Franco fue un dictador que reprimió, asesinó y sometió a generaciones enteras bajo un régimen de miedo y obediencia. Su legado, sin embargo, no se limita a su época; pervive en mentalidades autoritarias que buscan legitimarse con humor, memes y posverdad. La batalla histórica se ha convertido en una lucha por la narrativa y las emociones: explicar los hechos ya no basta si no se compite en el terreno afectivo donde se forman las nuevas generaciones.
Medio siglo después de su muerte, España celebra la libertad, pero debe asumir que la democracia no es un estado garantizado, sino un compromiso diario. El franquismo no ha regresado formalmente, pero su sombra cultural sigue activa, igual que el revisionismo autoritario en Polonia, Hungría o Italia.

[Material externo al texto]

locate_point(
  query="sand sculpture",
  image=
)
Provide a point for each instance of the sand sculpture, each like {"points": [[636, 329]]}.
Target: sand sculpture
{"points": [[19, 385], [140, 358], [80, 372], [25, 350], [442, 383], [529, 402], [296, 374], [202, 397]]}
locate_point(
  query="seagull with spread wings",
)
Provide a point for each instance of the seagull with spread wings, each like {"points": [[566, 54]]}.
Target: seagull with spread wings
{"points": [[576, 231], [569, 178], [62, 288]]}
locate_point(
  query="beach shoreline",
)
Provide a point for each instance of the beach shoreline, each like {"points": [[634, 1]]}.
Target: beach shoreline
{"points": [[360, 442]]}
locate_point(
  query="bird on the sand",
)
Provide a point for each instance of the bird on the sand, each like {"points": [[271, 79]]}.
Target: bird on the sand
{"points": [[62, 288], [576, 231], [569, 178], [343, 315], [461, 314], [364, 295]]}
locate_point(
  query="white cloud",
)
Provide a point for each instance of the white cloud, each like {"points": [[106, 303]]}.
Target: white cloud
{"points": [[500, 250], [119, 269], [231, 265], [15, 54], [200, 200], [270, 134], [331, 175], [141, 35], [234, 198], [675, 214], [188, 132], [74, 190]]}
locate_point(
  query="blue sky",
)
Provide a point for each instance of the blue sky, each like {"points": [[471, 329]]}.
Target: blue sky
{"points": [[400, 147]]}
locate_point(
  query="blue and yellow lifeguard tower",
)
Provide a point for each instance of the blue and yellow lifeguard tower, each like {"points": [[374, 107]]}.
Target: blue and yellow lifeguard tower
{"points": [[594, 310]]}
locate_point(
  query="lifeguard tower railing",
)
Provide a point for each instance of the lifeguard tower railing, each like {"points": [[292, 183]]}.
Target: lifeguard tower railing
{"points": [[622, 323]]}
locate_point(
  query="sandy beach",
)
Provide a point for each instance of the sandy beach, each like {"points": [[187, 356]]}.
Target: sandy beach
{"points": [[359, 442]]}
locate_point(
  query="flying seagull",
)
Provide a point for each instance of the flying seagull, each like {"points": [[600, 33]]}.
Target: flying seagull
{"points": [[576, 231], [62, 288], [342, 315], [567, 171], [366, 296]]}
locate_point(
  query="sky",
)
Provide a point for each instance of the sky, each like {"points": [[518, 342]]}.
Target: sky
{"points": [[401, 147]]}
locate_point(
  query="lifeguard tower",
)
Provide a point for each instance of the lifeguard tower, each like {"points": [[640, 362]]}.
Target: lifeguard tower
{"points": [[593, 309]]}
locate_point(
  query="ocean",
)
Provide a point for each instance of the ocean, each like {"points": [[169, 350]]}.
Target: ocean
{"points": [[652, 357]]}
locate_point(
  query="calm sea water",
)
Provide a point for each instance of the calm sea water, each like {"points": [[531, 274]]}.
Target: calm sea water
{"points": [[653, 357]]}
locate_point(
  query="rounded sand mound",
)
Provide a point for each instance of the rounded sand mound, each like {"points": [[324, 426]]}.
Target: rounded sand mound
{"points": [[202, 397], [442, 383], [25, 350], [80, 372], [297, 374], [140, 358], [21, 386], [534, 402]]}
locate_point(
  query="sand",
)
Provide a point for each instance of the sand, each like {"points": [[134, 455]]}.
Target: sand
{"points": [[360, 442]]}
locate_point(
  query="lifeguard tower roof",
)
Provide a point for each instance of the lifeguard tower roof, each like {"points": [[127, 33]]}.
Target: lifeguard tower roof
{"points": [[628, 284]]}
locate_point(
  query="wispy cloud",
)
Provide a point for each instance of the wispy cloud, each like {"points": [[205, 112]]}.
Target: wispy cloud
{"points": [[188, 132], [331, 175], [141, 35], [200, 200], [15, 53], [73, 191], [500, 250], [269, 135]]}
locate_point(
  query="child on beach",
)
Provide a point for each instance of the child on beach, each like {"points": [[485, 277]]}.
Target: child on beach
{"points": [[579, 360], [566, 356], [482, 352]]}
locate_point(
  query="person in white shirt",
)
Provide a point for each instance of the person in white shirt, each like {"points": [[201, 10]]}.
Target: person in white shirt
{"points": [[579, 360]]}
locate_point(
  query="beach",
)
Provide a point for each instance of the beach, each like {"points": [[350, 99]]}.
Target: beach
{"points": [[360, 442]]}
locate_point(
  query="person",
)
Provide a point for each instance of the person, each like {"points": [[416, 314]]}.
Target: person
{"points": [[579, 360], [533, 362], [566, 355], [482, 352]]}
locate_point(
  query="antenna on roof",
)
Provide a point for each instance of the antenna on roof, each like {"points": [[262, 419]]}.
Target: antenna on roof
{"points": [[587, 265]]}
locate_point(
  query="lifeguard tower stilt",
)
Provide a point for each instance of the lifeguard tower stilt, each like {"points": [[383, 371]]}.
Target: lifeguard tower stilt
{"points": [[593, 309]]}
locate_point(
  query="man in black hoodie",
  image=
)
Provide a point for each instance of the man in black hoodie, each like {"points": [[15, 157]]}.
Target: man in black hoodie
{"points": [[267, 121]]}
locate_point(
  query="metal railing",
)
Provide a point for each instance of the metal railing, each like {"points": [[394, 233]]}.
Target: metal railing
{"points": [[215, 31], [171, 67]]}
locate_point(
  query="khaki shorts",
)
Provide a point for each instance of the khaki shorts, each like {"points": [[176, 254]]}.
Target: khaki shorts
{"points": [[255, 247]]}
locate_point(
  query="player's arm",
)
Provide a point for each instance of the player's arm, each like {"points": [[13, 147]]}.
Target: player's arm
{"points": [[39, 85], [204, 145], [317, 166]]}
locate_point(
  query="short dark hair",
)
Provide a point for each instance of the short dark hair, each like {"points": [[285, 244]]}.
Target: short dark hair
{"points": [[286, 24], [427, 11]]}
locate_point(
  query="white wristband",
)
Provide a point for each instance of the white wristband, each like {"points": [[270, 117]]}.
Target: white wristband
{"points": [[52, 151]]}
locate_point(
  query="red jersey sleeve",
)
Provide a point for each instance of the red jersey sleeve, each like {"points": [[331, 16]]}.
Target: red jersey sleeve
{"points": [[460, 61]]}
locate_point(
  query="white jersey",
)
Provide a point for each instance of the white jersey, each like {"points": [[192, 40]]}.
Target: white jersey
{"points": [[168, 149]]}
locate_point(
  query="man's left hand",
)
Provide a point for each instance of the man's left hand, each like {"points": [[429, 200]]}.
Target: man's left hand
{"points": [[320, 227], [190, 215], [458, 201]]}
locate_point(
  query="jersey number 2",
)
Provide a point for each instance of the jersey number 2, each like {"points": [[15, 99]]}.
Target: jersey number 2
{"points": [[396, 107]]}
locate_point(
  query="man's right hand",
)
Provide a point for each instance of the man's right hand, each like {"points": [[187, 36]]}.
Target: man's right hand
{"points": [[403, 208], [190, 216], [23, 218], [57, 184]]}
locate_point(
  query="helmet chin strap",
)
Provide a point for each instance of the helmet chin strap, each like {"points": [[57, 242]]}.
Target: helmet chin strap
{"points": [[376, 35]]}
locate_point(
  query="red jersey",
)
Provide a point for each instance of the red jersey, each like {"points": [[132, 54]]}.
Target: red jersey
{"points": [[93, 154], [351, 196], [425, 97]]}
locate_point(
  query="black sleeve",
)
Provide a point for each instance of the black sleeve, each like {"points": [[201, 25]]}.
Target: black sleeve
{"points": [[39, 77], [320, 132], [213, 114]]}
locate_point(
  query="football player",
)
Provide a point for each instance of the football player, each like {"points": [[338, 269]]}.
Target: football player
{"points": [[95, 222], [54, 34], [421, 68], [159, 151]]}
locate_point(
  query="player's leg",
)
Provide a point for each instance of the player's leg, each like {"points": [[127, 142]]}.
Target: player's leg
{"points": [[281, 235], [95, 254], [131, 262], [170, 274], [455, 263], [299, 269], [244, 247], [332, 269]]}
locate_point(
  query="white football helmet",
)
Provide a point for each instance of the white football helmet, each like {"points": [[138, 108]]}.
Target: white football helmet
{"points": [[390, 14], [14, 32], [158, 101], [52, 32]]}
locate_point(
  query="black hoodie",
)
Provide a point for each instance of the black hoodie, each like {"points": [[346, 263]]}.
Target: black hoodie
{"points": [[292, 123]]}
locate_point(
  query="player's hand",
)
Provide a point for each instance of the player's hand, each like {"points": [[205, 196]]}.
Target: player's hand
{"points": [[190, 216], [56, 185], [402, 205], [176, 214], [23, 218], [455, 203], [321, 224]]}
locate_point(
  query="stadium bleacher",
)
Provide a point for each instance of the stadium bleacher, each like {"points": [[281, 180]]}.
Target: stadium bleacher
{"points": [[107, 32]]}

La pregunta esencial es si seremos capaces de hacer que la democracia resulte tan atractiva, comprensible y cercana como los contenidos que hoy difunden los herederos del franquismo, o si permitiremos que medio siglo de libertades se reduzca a una anécdota mal entendida por quienes deberían defenderla. La respuesta marcará no solo cómo recordamos el pasado, sino también cómo vivimos el presente y construimos el futuro.